Each Social Platform’s Personality Is Unique
The panelists also spoke about how they think about tailoring content to the different social platforms’ personalities. This activity is always top of mind as the platforms are in constant flux with new developments and features.
Brown discussed that this is the most challenging part of the Heat’s business. His team uses a different voice and content for each platform — from how they speak and caption posts to how they edit videos and share photos.
Gayer concurred that the Warriors package stories differently for each platform. They employ more long-form storytelling on YouTube than on Instagram Reels or even YouTube Shorts. Because audiences consume content differently on each platform, they need to put together the puzzle of how content should fit each one.
Genecov shared how the Mavericks look at platforms such as TikTok for more casual, educational and funny digestible content one would send to friends. They use Twitter for conversations, Facebook for informational content and Instagram for their “creme de la creme” content.
Athlete Perspectives Have Become More Social
Athletes’ views and objectives on social media have evolved recently, including how social native players perceive its effects versus industry veterans.
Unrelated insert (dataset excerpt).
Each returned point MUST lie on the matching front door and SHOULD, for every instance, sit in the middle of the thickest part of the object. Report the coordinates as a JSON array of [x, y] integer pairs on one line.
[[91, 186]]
For Gayer, the landscape has changed dramatically. Getting players content quickly to share with their channels and build their brands while keeping Warriors fans engaged has been helpful. And sharing their personalities has enhanced the content his team creates.
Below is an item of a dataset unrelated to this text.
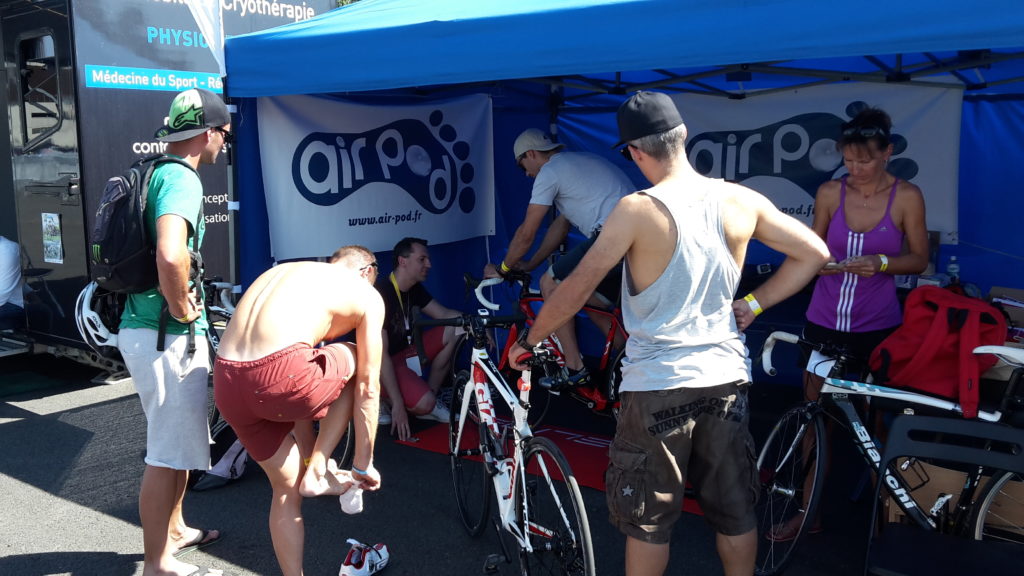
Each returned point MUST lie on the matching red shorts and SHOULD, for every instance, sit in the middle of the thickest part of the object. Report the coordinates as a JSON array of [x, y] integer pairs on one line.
[[262, 399], [412, 385]]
Genecov has found that younger players know the importance of social media. It’s a focus for them; they want photos, and they share them immediately. And when players post on social media, the team’s executives and owners also see that content and its impact.
Brown mentioned the key is making it easy for the players. His staff has seen how their athletes use social media. They shoot everything from arrivals, community events, media days and more, so it’s available for the players immediately. For his team, that’s a lifesaver because it has eliminated getting constant player text messages asking for their media.
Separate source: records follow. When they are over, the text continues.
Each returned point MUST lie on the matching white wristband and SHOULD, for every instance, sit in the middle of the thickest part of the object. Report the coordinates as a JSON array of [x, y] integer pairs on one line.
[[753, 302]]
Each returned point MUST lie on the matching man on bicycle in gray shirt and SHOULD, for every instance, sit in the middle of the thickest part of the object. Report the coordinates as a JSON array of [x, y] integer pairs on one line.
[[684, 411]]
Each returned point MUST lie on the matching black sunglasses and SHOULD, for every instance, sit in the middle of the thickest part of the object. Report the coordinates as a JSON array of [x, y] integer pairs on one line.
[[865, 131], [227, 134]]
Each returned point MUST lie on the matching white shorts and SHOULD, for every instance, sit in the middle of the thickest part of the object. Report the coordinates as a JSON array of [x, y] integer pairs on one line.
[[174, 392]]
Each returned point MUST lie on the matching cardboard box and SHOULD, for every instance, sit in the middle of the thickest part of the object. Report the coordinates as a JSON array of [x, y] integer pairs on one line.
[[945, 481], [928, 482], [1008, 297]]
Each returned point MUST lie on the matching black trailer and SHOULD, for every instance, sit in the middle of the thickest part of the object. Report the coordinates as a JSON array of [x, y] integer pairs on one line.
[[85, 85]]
Kirschner agreed that with the changing features, interactions and cultures around the social platforms, player personalities are coming to the forefront more on social media. They’re getting more comfortable with social, and their compelling voices connect with audiences there.
Sponsorship Is a Big Piece of the Puzzle
For each of the panelists, sponsor campaigns figure prominently in what their teams are doing. They discussed how they strike a delicate balance between authenticity and fulfilling sponsor obligations.
Genecov said her team has a lot of big campaigns sponsored. She works with her sponsor team to find partners that make sense for particular content. Gayer posited that a campaign with a sponsor attached doesn’t necessarily impact the campaign goal. He thinks about how they can use sponsorships to do things they haven’t done before, such as build new series. His team fits their sponsors into the storytelling, so it’s an authentic experience for both parties. And Brown noted his team strives to make high-quality sponsor content, fitting it into various campaigns and event elements.
Final Thoughts: Inspiration, Success Measures and Looking Ahead
The panelists agreed they look to each other with admiration — for inspiration and to understand what is resonating and not with fans. And they apply those lessons to fit their own brand, strategies and voice. In terms of how they deem a social post successful, audience social comments and replies and content quality are among the filters they use to gauge performance.
Finally, the executives touched on their goals and focus areas ahead. These include elevating their content even further and breaking through media clutter with something new. And they’re preparing for future emerging platforms and what’s next in media and NBA fan engagement.